Research shows women are more likely to have high blood pressure and experts blame the added stress of unequal gender roles.
Reducing daily salt intake to less than a teaspoon a day can save South Africa R300-million in the treatment and consequences of hypertension, said deputy minister of health Gwen Ramokgopa at the Heart and Stroke Foundation's Salt Summit in Sandton, Johannesburg on Thursday.
High salt intake is one of the risk factors of hypertension, a condition affecting an estimated 6.3-million people in South Africa, one of the highest rates in the world.
"In South Africa high blood pressure and heart disease account for 9% of all deaths in adults over 30," said Ramokgopa. "Eighty percent of non-communicable disease [such as hypertension] is preventable."
The Heart and Stroke foundation estimates that currently South Africans consume 40g of salt a day, which government aims to reduce through legislation to the World Health Organisation recommended 5g a day by the year 2020.
According to Ramokgopa, such legislation will help reduce the country's disease burden, something which the national treasury will benefit most from as non-communicable diseases have become more prominent in the younger, working population.
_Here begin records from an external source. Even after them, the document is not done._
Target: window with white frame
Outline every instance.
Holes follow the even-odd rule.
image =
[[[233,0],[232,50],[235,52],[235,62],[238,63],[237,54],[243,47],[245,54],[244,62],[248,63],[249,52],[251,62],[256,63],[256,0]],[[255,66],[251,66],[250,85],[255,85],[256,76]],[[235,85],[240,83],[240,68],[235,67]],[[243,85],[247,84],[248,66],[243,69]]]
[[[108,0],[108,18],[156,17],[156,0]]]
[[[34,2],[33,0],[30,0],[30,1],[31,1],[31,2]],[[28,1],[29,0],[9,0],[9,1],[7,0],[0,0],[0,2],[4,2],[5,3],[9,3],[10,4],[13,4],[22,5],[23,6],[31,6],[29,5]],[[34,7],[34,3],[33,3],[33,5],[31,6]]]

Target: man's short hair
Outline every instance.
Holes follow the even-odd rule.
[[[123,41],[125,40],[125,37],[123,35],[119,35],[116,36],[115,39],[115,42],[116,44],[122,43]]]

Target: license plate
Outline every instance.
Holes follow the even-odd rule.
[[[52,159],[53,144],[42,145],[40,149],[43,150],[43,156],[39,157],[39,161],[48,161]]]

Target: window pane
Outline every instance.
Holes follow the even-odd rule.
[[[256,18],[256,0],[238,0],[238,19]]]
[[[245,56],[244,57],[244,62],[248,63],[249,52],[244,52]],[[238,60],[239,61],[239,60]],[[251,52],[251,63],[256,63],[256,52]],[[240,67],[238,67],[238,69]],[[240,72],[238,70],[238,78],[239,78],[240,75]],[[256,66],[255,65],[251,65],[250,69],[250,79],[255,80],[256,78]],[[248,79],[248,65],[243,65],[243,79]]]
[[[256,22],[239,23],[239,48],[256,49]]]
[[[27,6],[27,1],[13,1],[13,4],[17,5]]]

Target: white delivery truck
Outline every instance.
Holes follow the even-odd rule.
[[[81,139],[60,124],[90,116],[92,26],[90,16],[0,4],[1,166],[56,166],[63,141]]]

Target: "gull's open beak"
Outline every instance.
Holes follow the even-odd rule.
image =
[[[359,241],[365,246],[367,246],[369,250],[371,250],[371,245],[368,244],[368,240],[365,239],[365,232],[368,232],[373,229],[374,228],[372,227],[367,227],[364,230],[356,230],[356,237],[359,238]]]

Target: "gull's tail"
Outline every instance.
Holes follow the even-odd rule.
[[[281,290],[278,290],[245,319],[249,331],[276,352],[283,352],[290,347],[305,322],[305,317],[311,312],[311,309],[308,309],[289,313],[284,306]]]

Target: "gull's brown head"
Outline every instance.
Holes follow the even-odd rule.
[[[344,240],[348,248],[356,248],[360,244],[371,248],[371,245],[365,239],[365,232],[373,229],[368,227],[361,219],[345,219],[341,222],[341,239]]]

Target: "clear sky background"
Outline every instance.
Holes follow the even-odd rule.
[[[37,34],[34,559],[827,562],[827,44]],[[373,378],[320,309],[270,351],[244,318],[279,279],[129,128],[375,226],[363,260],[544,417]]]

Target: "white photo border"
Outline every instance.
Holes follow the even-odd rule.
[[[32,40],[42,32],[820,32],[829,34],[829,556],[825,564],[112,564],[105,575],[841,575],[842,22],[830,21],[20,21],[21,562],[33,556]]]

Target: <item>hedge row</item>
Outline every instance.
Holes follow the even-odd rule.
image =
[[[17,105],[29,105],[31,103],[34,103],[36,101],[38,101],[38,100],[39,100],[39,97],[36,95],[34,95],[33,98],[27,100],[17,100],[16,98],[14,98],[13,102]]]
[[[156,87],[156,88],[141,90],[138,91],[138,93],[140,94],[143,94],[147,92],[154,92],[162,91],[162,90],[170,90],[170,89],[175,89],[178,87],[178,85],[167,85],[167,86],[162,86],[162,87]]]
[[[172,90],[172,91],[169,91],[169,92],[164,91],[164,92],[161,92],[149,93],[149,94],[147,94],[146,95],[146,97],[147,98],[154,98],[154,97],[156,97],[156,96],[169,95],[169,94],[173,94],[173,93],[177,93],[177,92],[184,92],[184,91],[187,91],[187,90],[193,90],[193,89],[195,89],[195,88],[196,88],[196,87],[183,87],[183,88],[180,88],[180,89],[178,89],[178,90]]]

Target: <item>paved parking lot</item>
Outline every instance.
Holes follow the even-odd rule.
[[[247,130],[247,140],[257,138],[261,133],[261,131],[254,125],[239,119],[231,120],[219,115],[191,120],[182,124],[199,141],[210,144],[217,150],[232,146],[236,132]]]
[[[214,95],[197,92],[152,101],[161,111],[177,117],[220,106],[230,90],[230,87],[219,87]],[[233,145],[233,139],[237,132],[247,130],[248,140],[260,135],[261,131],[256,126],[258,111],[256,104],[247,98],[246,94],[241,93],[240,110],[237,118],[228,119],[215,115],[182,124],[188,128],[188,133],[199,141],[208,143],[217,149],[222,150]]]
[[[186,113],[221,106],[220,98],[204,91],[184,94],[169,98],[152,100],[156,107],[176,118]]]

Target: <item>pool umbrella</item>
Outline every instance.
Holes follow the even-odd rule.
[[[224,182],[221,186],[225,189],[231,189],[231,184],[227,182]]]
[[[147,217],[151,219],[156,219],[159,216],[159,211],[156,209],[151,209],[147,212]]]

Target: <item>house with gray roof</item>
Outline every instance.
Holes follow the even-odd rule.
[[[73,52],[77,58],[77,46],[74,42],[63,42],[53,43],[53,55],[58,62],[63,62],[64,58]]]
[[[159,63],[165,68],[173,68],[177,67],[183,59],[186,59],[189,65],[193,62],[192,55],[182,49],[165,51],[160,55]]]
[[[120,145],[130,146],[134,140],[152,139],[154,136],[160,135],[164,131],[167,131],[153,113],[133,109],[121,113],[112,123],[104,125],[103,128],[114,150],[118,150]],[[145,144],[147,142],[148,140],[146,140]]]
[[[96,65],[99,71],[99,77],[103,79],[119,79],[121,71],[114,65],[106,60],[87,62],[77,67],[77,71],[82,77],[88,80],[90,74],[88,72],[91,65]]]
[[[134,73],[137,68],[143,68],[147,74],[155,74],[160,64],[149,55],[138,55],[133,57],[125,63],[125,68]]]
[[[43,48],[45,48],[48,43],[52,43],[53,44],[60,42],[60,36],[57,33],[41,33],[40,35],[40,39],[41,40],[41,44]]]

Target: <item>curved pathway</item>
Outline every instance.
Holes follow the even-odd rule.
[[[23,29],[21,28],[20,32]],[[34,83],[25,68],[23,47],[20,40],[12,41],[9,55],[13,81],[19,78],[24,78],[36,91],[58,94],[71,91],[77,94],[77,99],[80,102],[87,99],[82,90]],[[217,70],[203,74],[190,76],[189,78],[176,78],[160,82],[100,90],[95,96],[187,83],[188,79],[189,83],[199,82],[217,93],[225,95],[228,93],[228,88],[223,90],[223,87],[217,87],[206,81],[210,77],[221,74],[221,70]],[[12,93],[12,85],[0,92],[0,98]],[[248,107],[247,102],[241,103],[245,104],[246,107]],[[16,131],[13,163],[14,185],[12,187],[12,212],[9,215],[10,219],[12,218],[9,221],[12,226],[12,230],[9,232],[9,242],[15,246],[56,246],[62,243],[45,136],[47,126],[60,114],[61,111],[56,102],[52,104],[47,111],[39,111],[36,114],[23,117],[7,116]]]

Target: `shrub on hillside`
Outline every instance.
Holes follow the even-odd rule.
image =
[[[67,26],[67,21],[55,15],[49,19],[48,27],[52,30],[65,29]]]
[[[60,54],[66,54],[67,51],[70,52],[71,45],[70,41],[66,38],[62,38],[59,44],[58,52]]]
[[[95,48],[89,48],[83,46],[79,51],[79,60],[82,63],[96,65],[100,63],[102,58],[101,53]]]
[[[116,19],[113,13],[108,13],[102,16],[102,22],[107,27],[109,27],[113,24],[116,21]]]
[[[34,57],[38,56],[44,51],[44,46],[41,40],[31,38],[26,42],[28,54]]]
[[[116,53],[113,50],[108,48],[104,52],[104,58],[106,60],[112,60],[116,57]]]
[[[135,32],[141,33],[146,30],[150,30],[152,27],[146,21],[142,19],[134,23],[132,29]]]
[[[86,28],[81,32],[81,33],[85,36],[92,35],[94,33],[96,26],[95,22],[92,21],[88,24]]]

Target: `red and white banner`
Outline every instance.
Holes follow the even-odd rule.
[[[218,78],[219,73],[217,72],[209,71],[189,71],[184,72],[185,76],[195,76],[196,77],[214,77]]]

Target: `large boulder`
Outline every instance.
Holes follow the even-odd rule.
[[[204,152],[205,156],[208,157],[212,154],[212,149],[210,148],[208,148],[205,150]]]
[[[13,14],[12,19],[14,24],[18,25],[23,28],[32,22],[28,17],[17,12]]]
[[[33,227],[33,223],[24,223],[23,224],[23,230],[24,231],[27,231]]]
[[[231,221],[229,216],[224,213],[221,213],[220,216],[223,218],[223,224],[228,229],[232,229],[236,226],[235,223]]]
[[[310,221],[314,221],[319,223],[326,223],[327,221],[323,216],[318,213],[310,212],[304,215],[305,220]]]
"Savings include the cost of providing chronic health care to patients with high blood pressure, savings from loss of productivity as hypertension and other chronic diseases are now more common in the younger, economically active population and long-term savings in the rehabilitation of people who suffered from strokes," said Ramokgopa
South Africa became the first country to legislate salt content in a wide range of processed food last year, a move which national health department's director for non-communicable diseases, Melvyn Freeman, says is important to reach a large segment of the population as almost 60% of the salt consumed by South Africans is already contained in food and not added during meals.
Ramokgopa said the food industry has more than doubled salt content over the past 20 years.
She believed that the government's salt reduction strategy will be as effective the country's tobacco controls and that the government's National Health Insurance Scheme will benefit from it. "In order to provide good quality healthcare we need fewer people requiring those services."